Virus found to adapt through newly discovered path of evolution
Bucking a central tenet of biology, researchers at the University of California San Diego and their colleagues have discovered evidence for a new path of evolution, and with it a deeper understanding of how quickly organisms such as viruses can adapt to their environment.
Describing their findings in the March 30 issue of the journal Science, UC San Diego biologists conducted a series of experiments with a bacterial virus and found that it could infect "normal" hosts, as expected, but also–through a process previously unseen in evolution–acquired an ability to infect new host targets. The researchers say their findings, which address longstanding mysteries of how genes acquire new functions and how mutations arise to ease transmission from one host to another, could be applied to investigations of viral diseases such as Zika, Ebola and bird flu.
"This research shows us that viruses are much more adaptable than previously anticipated," said Justin Meyer, a UC San Diego Biological Sciences assistant professor and the paper's senior author. "By learning how viruses achieve evolutionary flexibility, we have new insight into how to set up road blocks to stop the emergence of new diseases."
Viruses infect by attaching themselves to molecular receptors on the surface of cells. These receptors are the "locks" that viruses must open to enter cells. The "keys" to the locks are viral proteins called host-recognition proteins. Researchers working in this area have focused on how mutations alter these protein keys–and what changes allow them to access new locks. Scientists have known for years that viruses can gain new keys with relatively few mutations but they have not solved the mysteries of how these mutations first appear.
This question led to a collaborative effort with researchers from UC San Diego, the Earth-Life Science Institute in Tokyo and Yale University.
Katherine Petrie in Meyer's laboratory led the project's experiments on lambda, a virus that infects bacteria but not humans and allows broad flexibility in lab testing. The researchers found that lambda overcomes the challenge of using a new receptor by violating a well-accepted rule of molecular biology through which genetic information is translated into a protein–the molecule that makes up living cells and viruses.

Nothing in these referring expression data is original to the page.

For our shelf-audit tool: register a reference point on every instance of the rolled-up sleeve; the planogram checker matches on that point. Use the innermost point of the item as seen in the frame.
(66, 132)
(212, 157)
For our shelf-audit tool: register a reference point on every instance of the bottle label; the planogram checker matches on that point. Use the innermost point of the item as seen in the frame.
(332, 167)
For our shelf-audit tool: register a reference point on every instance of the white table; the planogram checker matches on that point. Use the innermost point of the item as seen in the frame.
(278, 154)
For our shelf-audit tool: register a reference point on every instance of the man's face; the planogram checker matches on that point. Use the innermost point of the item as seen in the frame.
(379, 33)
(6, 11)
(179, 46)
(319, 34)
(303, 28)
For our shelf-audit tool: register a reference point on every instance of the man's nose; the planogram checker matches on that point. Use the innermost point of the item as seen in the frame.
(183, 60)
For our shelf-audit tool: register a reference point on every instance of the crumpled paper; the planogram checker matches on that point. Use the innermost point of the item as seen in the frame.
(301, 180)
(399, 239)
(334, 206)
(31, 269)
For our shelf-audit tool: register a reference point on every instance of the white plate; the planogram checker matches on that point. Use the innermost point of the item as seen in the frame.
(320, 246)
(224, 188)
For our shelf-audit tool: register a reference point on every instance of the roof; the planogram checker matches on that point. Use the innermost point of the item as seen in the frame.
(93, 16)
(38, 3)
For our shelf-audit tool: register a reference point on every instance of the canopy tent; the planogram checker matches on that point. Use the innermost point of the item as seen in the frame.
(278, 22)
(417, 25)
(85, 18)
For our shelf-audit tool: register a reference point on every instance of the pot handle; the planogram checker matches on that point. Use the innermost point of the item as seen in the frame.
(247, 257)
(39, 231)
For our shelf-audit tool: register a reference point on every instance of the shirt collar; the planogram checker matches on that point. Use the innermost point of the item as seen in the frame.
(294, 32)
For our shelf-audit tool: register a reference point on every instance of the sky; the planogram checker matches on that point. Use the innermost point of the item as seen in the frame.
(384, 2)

Petrie and colleagues found that a single gene sometimes yields multiple different proteins. The lambda virus evolved a protein sequence that was prone to structural instability that results in the creation of at least two different host-recognition proteins. Fortunately for the virus–but not its host–these different types of proteins can exploit different locks.
"We were able to capture this evolutionary process in action," said Petrie, the lead author of the study. "We found that the protein's 'mistakes' allowed the virus to infect its normal host, as well as different host cells. This nongenetic variation in the protein is a way to access more functions from a single DNA gene sequence. It's like a buy-one-get-one-free special for the protein."
The researchers are now looking for further examples of their newly discovered evolutionary phenomenon and seeking evidence for how common it is. They are also moving down in scale to probe the details of the new pathway to focus on the processes of individual molecules.
"This is a very atypical adaptation in that it's an evolutionary innovation," said Meyer.
In addition to Petrie and Meyer, the study's coauthors include Nathan Palmer, Daniel Johnson, Sarah Medina, Stephanie Yan and Victor Li of UC San Diego and Alita Burmeister of Yale University. Funding for the research was provided by the Earth-Life Science Institute Origins Network (funded by the John Templeton Foundation) and the National Science Foundation.